Philippe Pellet n’est pas un bleu dans le métier et son dessin a une « patte » reconnaissable. Dessinateur des neuf premiers tomes de la série Les Forêts d’Opale (entre autres), son ancien comparse Christohe Arleston lui ouvre ici les portes de Drakoo pour développer une histoire, seul au scénario comme au dessin, un récit qui a longuement mûri.
Sheïd est l’archétype du baroudeur chevronné. Entre un James Bond et un Han Solo, avec un petit côté Conan, c’est un homme qui inspire le respect.
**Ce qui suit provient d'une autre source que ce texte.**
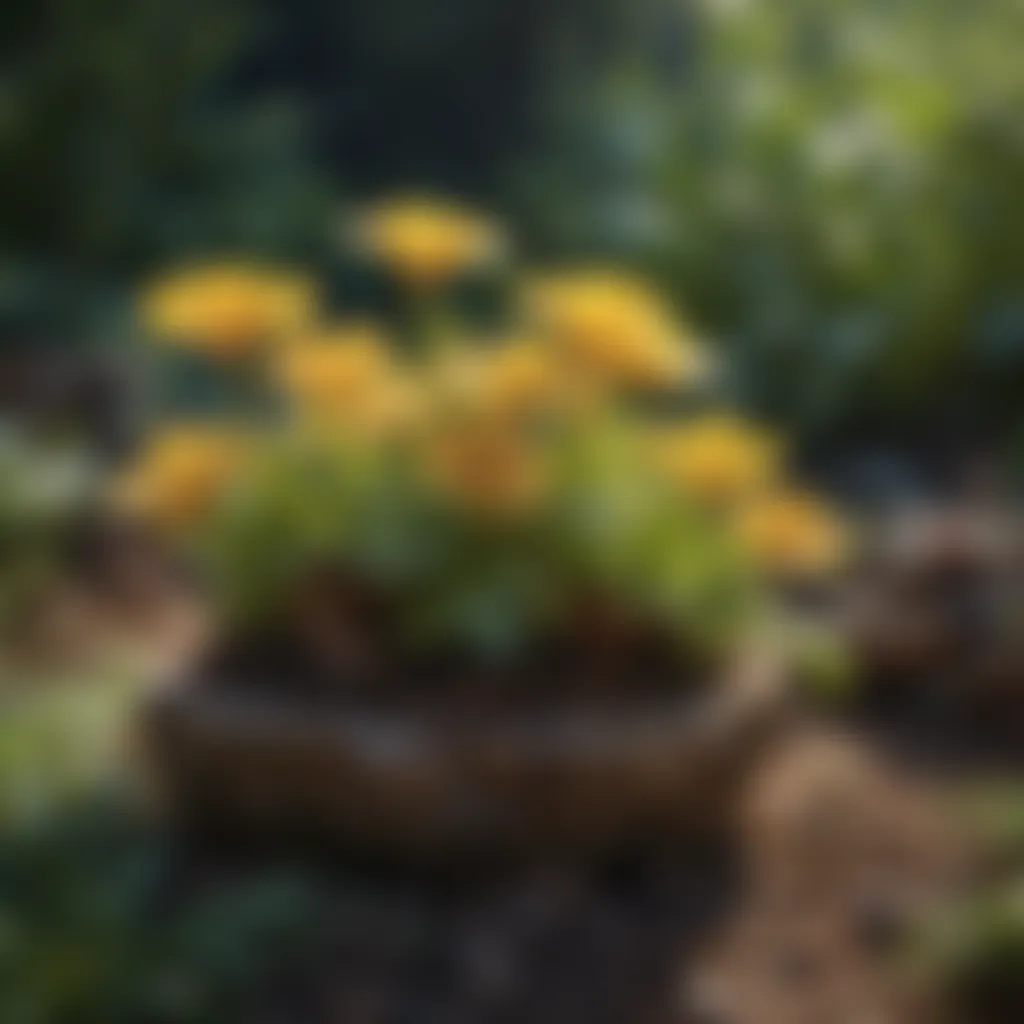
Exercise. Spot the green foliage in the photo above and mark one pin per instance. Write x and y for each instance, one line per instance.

Il erre entre sales boulots et grosses magouilles en espérant décrocher le jackpot qui lui permettra de s’assurer une retraite tranquille. Le rêve de tout baroudeur qui n’est pas un assassin invétéré en somme.
De retour de mission, son commanditaire Mhaus lui propose le coup du siècle, qui devrait lui permettre de se retirer des affaires. On sent le coup fourré à des kilomètres mais Sheïd accepte et tout aurait (presque) pu bien se passer si le fils jaloux de Mhaus ne s’en était pas mêlé et si une gamine apeurée ne se retrouvait pas dans ses pattes. Voilà le grand gaillard solitaire dans la peau d’une baby-sitter musclée. On se doute que cela va ébranler ses convictions et sa façon de voir sa propre vie. On espère même qu’il sorte grandi de son aventure .
Philippe Pellet parsème son histoire de détails personnels comme le nom même de la ville où se situe l’intrigue, inspiré du cirque de Mafate, formation géologique célèbre de l’île de la Réunion pour son cœur difficilement atteignable. Or, l’auteur est justement né sur cette île.
Au-delà d’une intrigue, pour le moment classique, qui se met en place, les dessins et le découpage sont à couper le souffle. L’auteur a de l’expérience, ça se sent, et il s’amuse dans ses perspectives et ses dessins pleine page. Fourmillant de détails, les planches sont magnifiques. Saluons le travail de mise en couleur de Tanja Wenish, mise au défi de sublimer des ambiances écrasées de chaleur sous un soleil implacable.
Un album qui mérite d’être découvert, ne serait-ce que pour sa beauté graphique et pour son univers chaud et oppressant, avant un nouveau tome qu’on devine plus aérien.